There was a small but ever flowing spring on top of a small hill in this srea and just below the spring two graves had been placed along the edge of the hill sometime during or just after the Civil War. The settlers had erected a stone tomb about these graves to keee maurading animals in the many thick forests away from the deceased. In this way, the hill and spring nearby, the cemetery place became known as Spring Hill.
W.W. Blessing came to Arkansas in 1860. The younger members of the family and the wife stayed in Little Rock while Blessing walked to Spring Hill.
A man named Bob Newberry lived there and was known to Blessing, being from the same area of Alabama. John Brinkley of Spring Hill was hired to take his yoke of oxen to Little Rock and move the Blessing family to their new home in his wagon.
This party followed the old military road to the forks when they switched to the Clinton Branch. This road went to Cypress Creek, north of Saltillo, when they turned left on the Springfield road. All of the timber here was in place. The grass was knee-high in the Cadron Bottoms.

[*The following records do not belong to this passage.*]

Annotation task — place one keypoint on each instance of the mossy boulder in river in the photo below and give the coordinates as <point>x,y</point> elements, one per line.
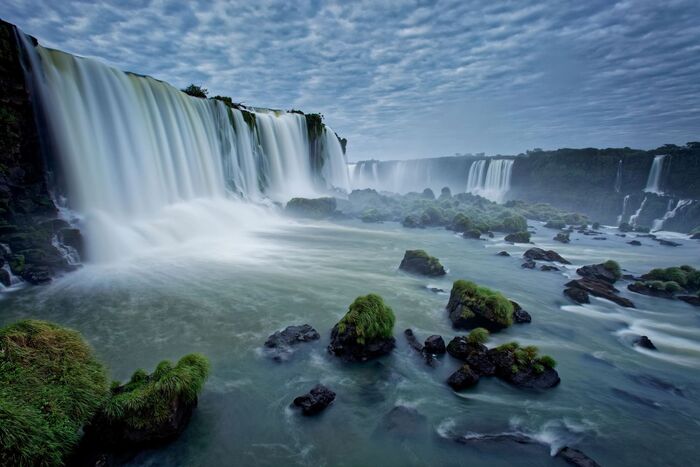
<point>50,385</point>
<point>366,330</point>
<point>420,262</point>
<point>473,306</point>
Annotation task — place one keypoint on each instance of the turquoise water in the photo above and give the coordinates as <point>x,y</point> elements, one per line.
<point>617,403</point>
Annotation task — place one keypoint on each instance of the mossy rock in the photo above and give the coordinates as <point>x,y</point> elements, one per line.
<point>51,384</point>
<point>472,306</point>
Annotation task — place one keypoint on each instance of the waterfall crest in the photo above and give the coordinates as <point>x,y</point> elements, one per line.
<point>131,150</point>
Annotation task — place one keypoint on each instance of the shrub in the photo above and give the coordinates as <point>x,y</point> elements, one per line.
<point>146,400</point>
<point>370,317</point>
<point>196,91</point>
<point>50,386</point>
<point>478,336</point>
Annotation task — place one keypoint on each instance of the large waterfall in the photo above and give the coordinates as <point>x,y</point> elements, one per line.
<point>133,154</point>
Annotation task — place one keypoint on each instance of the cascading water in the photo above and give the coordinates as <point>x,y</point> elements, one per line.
<point>146,165</point>
<point>654,179</point>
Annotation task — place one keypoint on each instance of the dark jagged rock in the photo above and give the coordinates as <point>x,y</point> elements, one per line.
<point>644,342</point>
<point>577,294</point>
<point>280,343</point>
<point>463,378</point>
<point>435,345</point>
<point>690,299</point>
<point>315,401</point>
<point>600,289</point>
<point>538,254</point>
<point>576,458</point>
<point>419,262</point>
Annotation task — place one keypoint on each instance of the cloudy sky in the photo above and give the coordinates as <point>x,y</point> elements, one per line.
<point>405,79</point>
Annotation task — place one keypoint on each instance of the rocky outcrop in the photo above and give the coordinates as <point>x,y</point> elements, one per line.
<point>315,401</point>
<point>420,262</point>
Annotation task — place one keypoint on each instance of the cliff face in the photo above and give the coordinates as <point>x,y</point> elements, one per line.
<point>29,227</point>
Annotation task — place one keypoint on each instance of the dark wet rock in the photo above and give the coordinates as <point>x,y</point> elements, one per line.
<point>644,342</point>
<point>600,289</point>
<point>419,262</point>
<point>690,299</point>
<point>600,272</point>
<point>576,458</point>
<point>463,378</point>
<point>538,254</point>
<point>577,294</point>
<point>315,401</point>
<point>435,345</point>
<point>404,422</point>
<point>520,316</point>
<point>280,343</point>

This party forded Cadron Creek and moved on to the area of Blackfork Creek. Blessing took 160 acres on the Blackfork headwaters near the Wooley farm. Thos land cost Mr. Blessing 12 1/2 cents per acre, or $20.
There were other living here at this time. Mrs. Josephine Milam Tilley, a daughter of William and Polly Milam, was born March 21, 1855, in Mississippi, but came to this area with her parents in 1870. Another Milam family, that of James and Mary Rhea Milam, came to Arkansas in 1872 to settle near Spring Hill.
Other settlements near Spring Hill were at Needs Creek, eastward, where there was a farm owned by the Joe Cato. Joe was a left-handed fiddle player and a hunter. This part of the country was largely covered with cane and not used much for farming.
Cardin Valley was settled in the early 1860s. It was a barren area fit only for hunting. Bill Powell and a Mr. Starr were early settlers. Union Valley in the early 1860's was unsettled and was covered with thick post oak and red haw. This area was first known as Possum Trot.
No post office was ever established here. Near this spring in later years, however a log school house was erected. The benches in the plain frame log building were also of logs, split down the middle, and bored at each end for the placement of tiny wooden pegs to serve as legs.